Collaboration’s ROI

Collaboration is like motherhood and apple pie.  Who will publicly say that it’s a bad thing?  Nevertheless, many knowledge workers have private work habits that inhibit collaboration.  Further many of their organizations don’t do enough to change these behaviors.  Why?  In many cases, because they have not yet realized the enormous benefits that can accrue to an organization that fosters collaboration.

Not convinced?  Looking for some hard numbers?  Take a look at these results from Cisco’s implementation of Web 2.0 and collaboration technologies in fiscal year 2008:

  • US$691 million saved
  • 4.9 %  increased productivity
  • The technology investments, which cost US$81 million to deploy, provided a 900 % return on investment (ROI).

Now your firm may not be as large as Cisco and you may not have the same access to state of the art technology or a workforce that is tech friendly.  Nonetheless, wouldn’t even a fraction of Cisco’s ROI be welcome at your firm?  Further, wouldn’t your firm benefit from improvements in the way information and expertise are shared among employees, customers and partners.

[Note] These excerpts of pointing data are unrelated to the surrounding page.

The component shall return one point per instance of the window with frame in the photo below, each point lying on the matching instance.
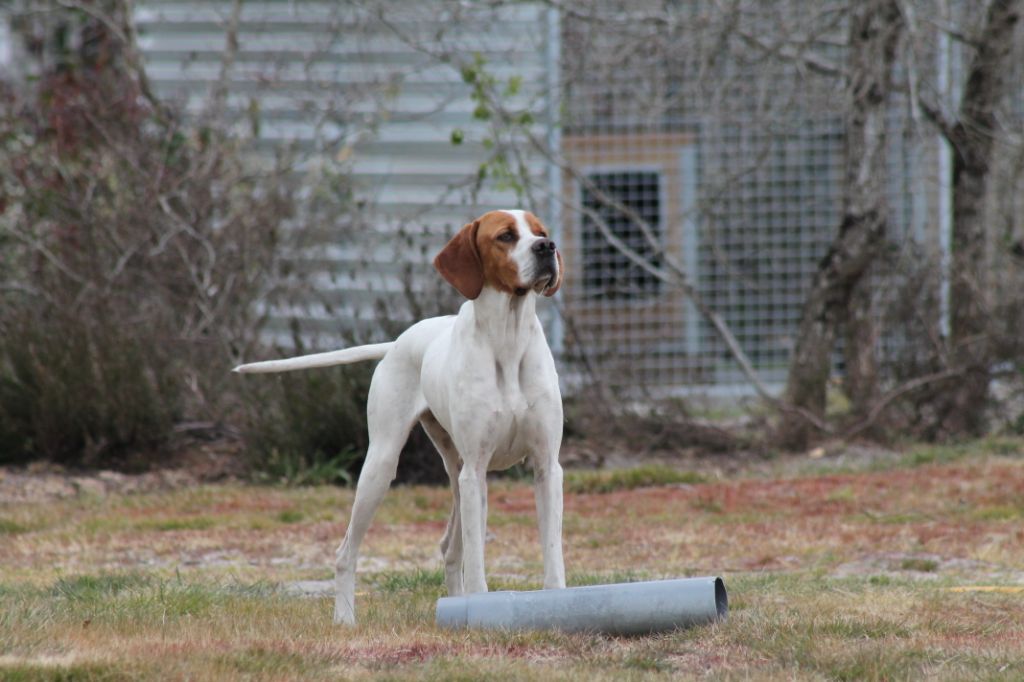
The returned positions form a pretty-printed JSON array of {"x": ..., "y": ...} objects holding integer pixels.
[{"x": 607, "y": 272}]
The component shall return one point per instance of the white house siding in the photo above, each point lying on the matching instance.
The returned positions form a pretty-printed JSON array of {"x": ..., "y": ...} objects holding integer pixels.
[{"x": 370, "y": 95}]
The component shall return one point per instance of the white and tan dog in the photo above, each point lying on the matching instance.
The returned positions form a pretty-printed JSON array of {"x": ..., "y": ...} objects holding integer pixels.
[{"x": 483, "y": 386}]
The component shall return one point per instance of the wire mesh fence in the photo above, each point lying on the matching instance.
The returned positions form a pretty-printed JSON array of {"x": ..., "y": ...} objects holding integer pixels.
[{"x": 674, "y": 146}]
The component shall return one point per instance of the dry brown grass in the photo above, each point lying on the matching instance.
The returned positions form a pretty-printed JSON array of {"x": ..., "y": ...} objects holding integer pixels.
[{"x": 835, "y": 574}]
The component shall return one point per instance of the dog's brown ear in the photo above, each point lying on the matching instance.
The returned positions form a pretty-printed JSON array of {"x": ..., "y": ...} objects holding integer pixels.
[
  {"x": 459, "y": 262},
  {"x": 551, "y": 290}
]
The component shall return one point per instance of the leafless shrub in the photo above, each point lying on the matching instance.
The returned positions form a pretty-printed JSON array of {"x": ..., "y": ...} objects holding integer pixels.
[{"x": 134, "y": 249}]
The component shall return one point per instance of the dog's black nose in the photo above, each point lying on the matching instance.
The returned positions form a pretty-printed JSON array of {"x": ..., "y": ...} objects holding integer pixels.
[{"x": 544, "y": 247}]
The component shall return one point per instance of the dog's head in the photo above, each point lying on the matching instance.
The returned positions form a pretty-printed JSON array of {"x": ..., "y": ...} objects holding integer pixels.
[{"x": 507, "y": 250}]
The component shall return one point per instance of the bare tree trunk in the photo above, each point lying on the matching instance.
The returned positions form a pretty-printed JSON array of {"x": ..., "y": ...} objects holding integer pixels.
[
  {"x": 972, "y": 137},
  {"x": 875, "y": 30},
  {"x": 860, "y": 351}
]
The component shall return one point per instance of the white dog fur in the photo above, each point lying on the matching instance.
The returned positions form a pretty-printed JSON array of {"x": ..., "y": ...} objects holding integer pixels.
[{"x": 483, "y": 386}]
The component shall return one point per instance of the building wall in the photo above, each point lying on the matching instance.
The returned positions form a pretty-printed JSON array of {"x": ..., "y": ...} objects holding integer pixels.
[{"x": 365, "y": 98}]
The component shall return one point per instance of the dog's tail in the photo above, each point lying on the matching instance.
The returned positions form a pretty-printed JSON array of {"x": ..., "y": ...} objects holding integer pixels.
[{"x": 344, "y": 356}]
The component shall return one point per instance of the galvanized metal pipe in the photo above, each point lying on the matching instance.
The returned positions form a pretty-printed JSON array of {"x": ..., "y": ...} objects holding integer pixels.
[{"x": 626, "y": 608}]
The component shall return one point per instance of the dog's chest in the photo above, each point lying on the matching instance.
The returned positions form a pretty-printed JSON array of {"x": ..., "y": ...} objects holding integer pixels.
[{"x": 516, "y": 423}]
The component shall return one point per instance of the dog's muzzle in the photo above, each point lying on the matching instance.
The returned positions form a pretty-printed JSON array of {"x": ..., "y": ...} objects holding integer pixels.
[{"x": 544, "y": 251}]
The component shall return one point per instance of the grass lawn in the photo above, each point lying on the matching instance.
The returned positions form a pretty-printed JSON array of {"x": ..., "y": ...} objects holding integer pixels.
[{"x": 910, "y": 567}]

What more do you need by way of incentives?

If you’re interested in learning more about how Cisco used Web 2.0 and collaboration technologies to achieve these impressive results, read their guide,  Creating a Collaborative Enterprise (PDF), which explains their framework for achieving collaboration with significant ROI.

[Thanks to John Tropea and Oscar Berg for letting me know about this resource.]

[Photo Credit:  Bee-side]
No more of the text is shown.